Airbnb Open Sources Rendr, A Library For Running Backbone.js Apps On Both Client And Server

Rendr-logotypeAirbnb today announced that it is open sourcing Rendr, its library for running Backbone.js apps seamlessly on both the client and the server. After launching its Chronos cron replacement a few weeks ago, this marks the company’s second major contribution to the open source ecosystem this year. Airbnb originally developed Rendr for its mobile site. A few months ago, Airbnb talked about how it started using Node.js to bring its listing to users.
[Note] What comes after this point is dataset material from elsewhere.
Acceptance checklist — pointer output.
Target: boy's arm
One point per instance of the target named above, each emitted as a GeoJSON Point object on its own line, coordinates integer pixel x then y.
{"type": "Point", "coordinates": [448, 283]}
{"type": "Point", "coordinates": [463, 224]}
To provide a good, fluid user experience, Airbnb’s Spike Brehm said at the time, more and more of the application logic for many apps has now moved to the client. The company itself previously took this approach by using Backbone.js and Rails. This, however, means the application logic is then “somewhat arbitrarily split between client and server, or in some cases needs to be duplicated on both sides.” It also, the Airbnb team argues, poses challenges when it comes to SEO, performance and maintainability because the app is then divided into at least two different codebases – and both of those are likely in different languages. But what if you could have a JavaScript runtime on the server? Then, Brehm wrote, you could “pull most of this application logic back down to the server in a way that can be shared with the client,” developers could just focus on writing application code and the app could serve up real HTML on first pageload, which is great for SEO reasons. To make this possible, the company developed Rendr. Rendr, Airbnb says, allows your web server to serve “fully-formed HTML pages to any deep link of your app, while preserving the snappy feel of a traditional Backbone.js client-side MVC app.” You can find out more about the technical details behind Rendr here and in Airbnb’s original post about the project. The team says Rendr is already ready for production-quality apps and while Airbnb hopes that it will become more modular over time and maybe even decouple it from Backbone to allow it to work with other client-side MVC libraries, it doesn’t intend for it to become the next Ember.js or Backbone.js.